Il fut un temps où les gants étaient plus que des gants. Symbole de distinction sociale, emblème de royauté, attribut de tout homme d’église, atout indispensable pour toute femme de société, tel n’est plus le cas aujourd’hui. Accessoire destitué, il ne garde désormais que ses fonctions utilitaires, à savoir abriter du froid en hiver et protéger les mains. Loin derrière nous est la période où les gants étaient, avec les chapeaux, l’accessoire par excellence. Mais ils n’ont peut être pas encore dit leur dernier mot, si on juge du nombre grandissant de boutiques qui lui sont consacrées exclusivement.

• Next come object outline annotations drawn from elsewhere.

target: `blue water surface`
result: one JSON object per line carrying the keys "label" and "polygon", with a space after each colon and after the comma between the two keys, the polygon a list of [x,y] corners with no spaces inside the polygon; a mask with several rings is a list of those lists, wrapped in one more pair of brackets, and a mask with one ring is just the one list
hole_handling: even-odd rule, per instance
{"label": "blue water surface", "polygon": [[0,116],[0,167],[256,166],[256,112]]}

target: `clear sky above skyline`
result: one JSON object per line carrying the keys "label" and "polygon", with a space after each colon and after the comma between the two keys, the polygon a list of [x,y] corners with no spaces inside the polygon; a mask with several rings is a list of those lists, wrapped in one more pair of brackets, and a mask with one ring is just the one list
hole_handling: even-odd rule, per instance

Ines Van Der Born est l’une d’entre elles. Cette créatrice néerlandaise, ne pouvant trouver ce qu’elle cherchait, décida de dessiner elle-même ses propres modèles, choisissant les cuirs les plus fins, agneau, mouton ou encore de pécari (sorte de cochon nain d’Amérique du Sud) pour permettre aux gants d’épouser au plus près la forme de la main. Coupé dans un seul morceau et d’un cuir lisse, ils jouent le rôle d’une seconde peau préservant toute la sensibilité tactile. Ines est une entreprise familiale et entièrement dédiée à la production de gants de luxe. De nombreux modèles sont proposés pour femme comme pour homme, mais ce qui fait la particularité de la marque n’est pas seulement le grand choix de coloris, c’est surtout leurs déclinaisons en de nombreuses nuances afin de s’adapter aux mieux à la demande de la clientèle. Parmi les modèles emblématiques de la maison, on trouve les gants de doigts dont la particularité, contrairement aux mitaines, est de ne couvrir que les doigts de la main (voir photo plus haut). Mais il y a aussi des gants sans doigts qui laissent les phalanges en toute liberté, ou d’autres qui en arrivent même à couvrir le bras jusqu’à l’épaule (photo ci-dessus), voire un modèle boléro dont les manches atteignent les bouts des doigts. Enfin on trouve aussi les fameux gants de conduite qui étaient en vogue au début de l’ère automobile à l’aube du siècle dernier. Parmi les particularités, on note aussi des gants pour jambes que les plus frileuses pourront choisir de porter sous une jupe ou, plus osé, avec un short.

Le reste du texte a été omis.